Als ich zwei Stunden später wieder aufwache, erhalte ich die Nachricht, dass ich zu einem Gespräch mit dem Oberarzt muss. Ich habe keine Ahnung, was mich erwartet und ich stelle mich auf eine unnötige Unterhaltung ein. Als sich mein Kreislauf nach einigen Minuten beruhigt hat, gebe ich Patrick Bescheid und mache mich dann auf den Weg zu Mr. Davies' Büro. Als ich vor der weißen Tür stehe, werde ich doch ein wenig nervös. Ich atme ein paar Mal tief ein und aus und klopfe dann an. Ich vernehme ein leises »herein« und betrete das kleine Zimmer.
»Guten Tag, Mr. McLane«, begrüßt mich der Arzt lächelnd. Er trägt so wie jeden Tag seinen weißen Kittel und erst jetzt fällt mir auf, dass er einen Ring am Finger hat. Ich bin verwundert und überlege, wieso mir das noch nie aufgefallen ist. Vielleicht hat er ja erst vor kurzem geheiratet? Seine dunkelbraunen Haare sind lässig zurückgegelt, was ihn auf irgendeine Art und Weise sehr jung wirken lässt. Älter als dreißig ist er sowieso bestimmt nicht.
»Bitte setzen Sie sich«, sagt er und deutet auf die zwei Stühle vor seinem Schreibtisch. Als ich mich gesetzt habe, wische ich unauffällig meine schwitzigen Hände an meiner Jogginghose ab. »Sie wollten mich sprechen?«, beginne ich, um mich selbst von meiner Aufregung und Unsicherheit abzulenken.
»Richtig. Es geht um Ihre Behandlung.« Mr. Davies räuspert sich und kramt in meiner Akte herum. »Wir haben vor vier Wochen mit Ihrer Chemotherapie begonnen und Sie vertragen Sie ganz gut, jedoch habe ich mir Ihre jüngsten Untersuchungsergebnisse angesehen und ich muss Ihnen leider mitteilen, dass die derzeitige Zusammensetzung der Medikation bei Ihnen nicht mehr anschlägt. Die Metastasen haben die Lunge fest im Griff, was im Moment wohl das größte Problem ist, ganz abgesehen von der Bauchspeicheldrüse und der Leber.«
Mr. Davies gibt mir einige Sekunden, damit ich die Infos verarbeiten kann. »Das... Das ist doch die gleiche Zusammensetzung wie vor einem Jahr, als ich schon mal hier war, oder?« Und damals hat sie angeschlagen, sonst wäre ich nicht entlassen worden. »Ja, es ist exakt die Gleiche. Unsere Vermutung ist, dass Sie resistent gegen diese Therapie geworden sind. Das passiert leider oft.
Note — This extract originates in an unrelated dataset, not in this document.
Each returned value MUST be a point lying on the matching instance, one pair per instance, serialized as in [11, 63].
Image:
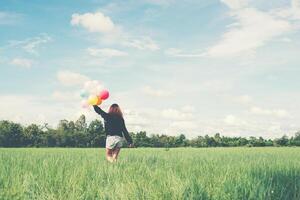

Aus diesem Grund frage ich Sie, ob wir eine andere Chemotherapie versuchen sollen?« Der Arzt sucht etwas, greift schließlich nach einem Stift und streicht etwas auf einem der Papiere durch. »Das Problem ist, dass wir im Vorhinein nicht sagen können, ob diese Medikation dann anschlägt.«
»Und wenn sie dies nicht tut?«, frage ich und mein Hals wird von Sekunde zu Sekunde trockener.
»Es kommt darauf an, ob sich die Krebszellen auf weitere Organe ausbreiten. Wie es derzeit aussieht, tun sie das, doch wie bereits erwähnt, kann ich im Vorhinein nicht sagen, ob die andere Variante der Therapie helfen wird. Wir können es nur versuchen.« Ich schlucke schwer und habe keine Ahnung, was ich tun soll. »Gibt es dann noch eine dritte Option?« Ich habe Angst vor der Antwort und würde am liebsten aufspringen und aus dem Zimmer sprinten. »Wir könnten theoretisch endlos verschiedene Methoden der Behandlung ausprobieren, aber irgendwann wird Ihr Körper das nicht mehr mitmachen.« Mir ist klar, was Mr. Davies meint. Die Chemotherapie verursacht so viele Nebenwirkungen, dass mein Körper sowieso irgendwann nicht mehr kann und will. Haarausfall, Durchfall, Erbrechen und so weiter.
»Also sinken meine Heilungschancen so gesehen von Tag zu Tag?« Ich weiß, dass es so ist.
»Ich würde vorschlagen, dass wir eine zweite Therapie starten und erstmal abwarten.« Natürlich, er gibt mir kein klares Ja oder Nein. Die Lust auf dieses Gespräch ist mir nun endgültig vergangen und ich möchte so schnell wie möglich aus diesem Raum flüchten. Ich stimme dem Arzt für eine zweite Behandlung zu, doch in meinen Gedanken habe ich bereits eine ganz andere Entscheidung getroffen.